Unmounts a previously mounted ZIP archive mounted to \fImountpoint\fR.
.SS "ZIP CREATION COMMANDS"
This package also provides several commands to aid the creation of ZIP
archives as Tcl applications.
.TP
\fBzipfs mkzip\fR \fIoutfile indir\fR ?\fIstrip\fR? ?\fIpassword\fR?
.
Creates a ZIP archive file named \fIoutfile\fR from the contents of the input
directory \fIindir\fR (contained regular files only) with optional ZIP
password \fIpassword\fR. While processing the files below \fIindir\fR the
optional file name prefix given in \fIstrip\fR is stripped off the beginning
of the respective file name.  When stripping, it is common to remove either
the whole source directory name or the name of its parent directory.
.RS
.PP
\fBCaution:\fR the choice of the \fIindir\fR parameter (less the optional
stripped prefix) determines the later root name of the archive's content.
.RE
.TP
\fBzipfs mkimg\fR \fIoutfile indir\fR ?\fIstrip\fR? ?\fIpassword\fR? ?\fIinfile\fR?
.
Creates an image (potentially a new executable file) similar to \fBzipfs
mkzip\fR; see that command for a description of most parameters to this
command, as they behave identically here.
.RS
.PP
If the \fIinfile\fR parameter is specified, this file is prepended in front of
the ZIP archive, otherwise the file returned by \fBinfo nameofexecutable\fR
(i.e., the executable file of the running process) is used.

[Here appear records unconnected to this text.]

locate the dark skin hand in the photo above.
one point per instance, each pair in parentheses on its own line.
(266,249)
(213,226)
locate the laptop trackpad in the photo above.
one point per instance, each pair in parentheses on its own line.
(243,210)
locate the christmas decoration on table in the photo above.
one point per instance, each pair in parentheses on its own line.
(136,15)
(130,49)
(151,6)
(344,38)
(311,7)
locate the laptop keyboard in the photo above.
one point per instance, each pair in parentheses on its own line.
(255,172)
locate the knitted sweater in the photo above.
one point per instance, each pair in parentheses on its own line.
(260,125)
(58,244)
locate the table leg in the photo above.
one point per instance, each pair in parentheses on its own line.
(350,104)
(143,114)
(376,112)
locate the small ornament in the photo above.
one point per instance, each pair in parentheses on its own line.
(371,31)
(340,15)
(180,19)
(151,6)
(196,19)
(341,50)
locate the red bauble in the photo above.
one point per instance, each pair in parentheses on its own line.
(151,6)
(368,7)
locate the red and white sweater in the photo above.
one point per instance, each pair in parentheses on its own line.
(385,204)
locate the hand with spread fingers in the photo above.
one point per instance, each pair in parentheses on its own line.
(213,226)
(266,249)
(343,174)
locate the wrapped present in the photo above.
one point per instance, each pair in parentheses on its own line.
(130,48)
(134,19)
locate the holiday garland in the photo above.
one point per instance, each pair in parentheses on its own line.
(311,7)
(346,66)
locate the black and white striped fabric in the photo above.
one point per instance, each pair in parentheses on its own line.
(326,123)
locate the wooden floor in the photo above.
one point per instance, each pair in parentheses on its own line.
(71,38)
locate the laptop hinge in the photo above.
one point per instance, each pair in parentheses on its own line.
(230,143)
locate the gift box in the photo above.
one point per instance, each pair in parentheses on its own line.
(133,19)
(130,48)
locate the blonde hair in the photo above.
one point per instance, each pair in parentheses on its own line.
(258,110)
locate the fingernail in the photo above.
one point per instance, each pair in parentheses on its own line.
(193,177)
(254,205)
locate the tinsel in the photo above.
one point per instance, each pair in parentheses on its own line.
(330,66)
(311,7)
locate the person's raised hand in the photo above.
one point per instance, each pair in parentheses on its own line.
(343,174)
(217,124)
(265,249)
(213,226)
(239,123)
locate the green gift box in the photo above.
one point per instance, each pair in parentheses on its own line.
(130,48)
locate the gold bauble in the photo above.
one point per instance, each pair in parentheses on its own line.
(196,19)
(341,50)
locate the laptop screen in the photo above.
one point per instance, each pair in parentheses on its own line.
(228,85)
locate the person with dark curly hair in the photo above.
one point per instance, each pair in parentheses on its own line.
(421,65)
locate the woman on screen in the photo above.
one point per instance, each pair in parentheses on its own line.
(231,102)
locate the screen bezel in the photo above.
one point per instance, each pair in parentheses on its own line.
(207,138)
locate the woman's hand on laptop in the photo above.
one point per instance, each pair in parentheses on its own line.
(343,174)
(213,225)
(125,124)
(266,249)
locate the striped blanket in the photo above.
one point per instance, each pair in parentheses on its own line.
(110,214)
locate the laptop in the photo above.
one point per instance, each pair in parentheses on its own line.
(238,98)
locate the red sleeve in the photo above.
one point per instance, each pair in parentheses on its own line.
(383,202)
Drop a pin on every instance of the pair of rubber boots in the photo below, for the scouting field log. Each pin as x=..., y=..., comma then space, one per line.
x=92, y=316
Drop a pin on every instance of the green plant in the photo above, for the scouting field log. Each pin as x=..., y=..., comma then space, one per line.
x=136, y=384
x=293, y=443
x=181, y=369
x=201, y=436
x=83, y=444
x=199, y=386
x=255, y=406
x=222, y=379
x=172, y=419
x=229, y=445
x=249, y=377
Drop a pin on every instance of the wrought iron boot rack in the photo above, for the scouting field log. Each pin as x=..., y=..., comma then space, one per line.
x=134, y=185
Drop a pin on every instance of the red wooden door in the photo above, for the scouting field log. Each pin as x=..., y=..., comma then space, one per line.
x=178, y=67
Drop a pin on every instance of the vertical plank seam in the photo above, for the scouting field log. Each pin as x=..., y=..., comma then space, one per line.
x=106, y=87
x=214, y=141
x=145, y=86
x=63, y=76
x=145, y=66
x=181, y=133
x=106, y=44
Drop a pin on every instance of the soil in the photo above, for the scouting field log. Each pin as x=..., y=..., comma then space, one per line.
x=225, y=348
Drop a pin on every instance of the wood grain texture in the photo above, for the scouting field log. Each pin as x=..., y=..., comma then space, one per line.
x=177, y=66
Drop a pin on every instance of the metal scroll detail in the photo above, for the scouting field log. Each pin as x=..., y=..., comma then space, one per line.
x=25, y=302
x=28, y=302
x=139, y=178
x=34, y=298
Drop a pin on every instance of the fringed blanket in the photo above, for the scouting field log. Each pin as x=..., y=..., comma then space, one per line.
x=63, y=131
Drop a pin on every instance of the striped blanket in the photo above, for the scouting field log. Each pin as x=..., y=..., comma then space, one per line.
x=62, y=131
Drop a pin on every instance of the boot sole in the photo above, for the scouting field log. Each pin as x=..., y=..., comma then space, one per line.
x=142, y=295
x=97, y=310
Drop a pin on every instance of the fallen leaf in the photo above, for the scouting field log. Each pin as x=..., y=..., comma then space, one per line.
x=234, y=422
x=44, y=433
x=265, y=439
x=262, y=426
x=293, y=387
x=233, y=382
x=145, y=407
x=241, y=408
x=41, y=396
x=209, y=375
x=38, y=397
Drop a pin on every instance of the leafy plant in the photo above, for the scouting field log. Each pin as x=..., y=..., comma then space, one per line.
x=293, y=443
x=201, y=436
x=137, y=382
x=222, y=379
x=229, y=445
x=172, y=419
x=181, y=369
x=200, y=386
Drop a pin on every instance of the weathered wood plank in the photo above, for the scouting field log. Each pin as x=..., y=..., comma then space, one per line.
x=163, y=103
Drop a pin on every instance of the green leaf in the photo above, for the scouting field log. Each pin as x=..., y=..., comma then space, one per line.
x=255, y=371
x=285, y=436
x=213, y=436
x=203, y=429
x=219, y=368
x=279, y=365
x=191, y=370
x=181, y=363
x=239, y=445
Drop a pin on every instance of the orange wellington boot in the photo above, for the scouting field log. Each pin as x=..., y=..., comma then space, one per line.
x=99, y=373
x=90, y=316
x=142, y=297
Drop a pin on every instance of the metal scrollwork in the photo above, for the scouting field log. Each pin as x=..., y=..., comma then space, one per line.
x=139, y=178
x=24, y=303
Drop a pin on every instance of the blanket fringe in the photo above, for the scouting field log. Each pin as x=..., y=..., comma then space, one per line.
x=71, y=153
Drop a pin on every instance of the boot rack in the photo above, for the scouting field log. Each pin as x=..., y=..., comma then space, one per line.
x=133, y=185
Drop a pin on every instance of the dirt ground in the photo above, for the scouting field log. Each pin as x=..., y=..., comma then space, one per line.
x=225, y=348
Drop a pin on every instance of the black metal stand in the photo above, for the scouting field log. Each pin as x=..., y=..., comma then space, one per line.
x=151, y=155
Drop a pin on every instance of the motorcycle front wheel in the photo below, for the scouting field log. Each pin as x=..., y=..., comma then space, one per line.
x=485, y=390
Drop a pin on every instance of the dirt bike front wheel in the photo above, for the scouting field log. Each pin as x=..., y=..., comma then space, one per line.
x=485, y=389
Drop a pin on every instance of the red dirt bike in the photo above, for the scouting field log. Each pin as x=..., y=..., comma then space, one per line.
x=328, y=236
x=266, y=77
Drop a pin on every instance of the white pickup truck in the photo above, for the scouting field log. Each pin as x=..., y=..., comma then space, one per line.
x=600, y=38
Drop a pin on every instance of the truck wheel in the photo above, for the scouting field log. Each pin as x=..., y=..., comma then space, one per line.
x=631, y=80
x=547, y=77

If the
\fIpassword\fR parameter is not empty, an obfuscated version of that password
(see \fBzipfs mkkey\fR) is placed between the image and ZIP chunks of the
output file and the contents of the ZIP chunk are protected with that
password.
.PP
If there is a file, \fBmain.tcl\fR, in the root directory of the resulting
archive and the image file that the archive is attached to is a \fBtclsh\fR
(or \fBwish\fR) instance (true by default, but depends on your configuration),
then the resulting image is an executable that will \fBsource\fR the script in
that \fBmain.tcl\fR after mounting the ZIP archive, and will \fBexit\fR once
that script has been executed.
.PP
\fBCaution:\fR highly experimental, not usable on Android, only partially
tested on Linux and Windows.
.RE
.TP
\fBzipfs mkkey\fR \fIpassword\fR
.
Given the clear text \fIpassword\fR argument, an obfuscated string version is
returned with the same format used in the \fBzipfs mkimg\fR command.
.TP
\fBzipfs lmkimg\fR \fIoutfile inlist\fR ?\fIpassword infile\fR?
.
This command is like \fBzipfs mkimg\fR, but instead of an input directory,
\fIinlist\fR must be a Tcl list where the odd elements are the names of files
to be copied into the archive in the image, and the even elements are their
respective names within that archive.
.TP
\fBzipfs lmkzip\fR \fIoutfile inlist\fR ?\fIpassword\fR?
.
This command is like \fBzipfs mkzip\fR, but instead of an input directory,
\fIinlist\fR must be a Tcl list where the odd elements are the names of files
to be copied into the archive, and the even elements are their respective
names within that archive.
.SH "EXAMPLES"
.PP
Mounting an ZIP archive as an application directory and running code out of it
before unmounting it again:
.PP
.CS
set zip myApp.zip
set base [file join [\fbzipfs root\fR] myApp]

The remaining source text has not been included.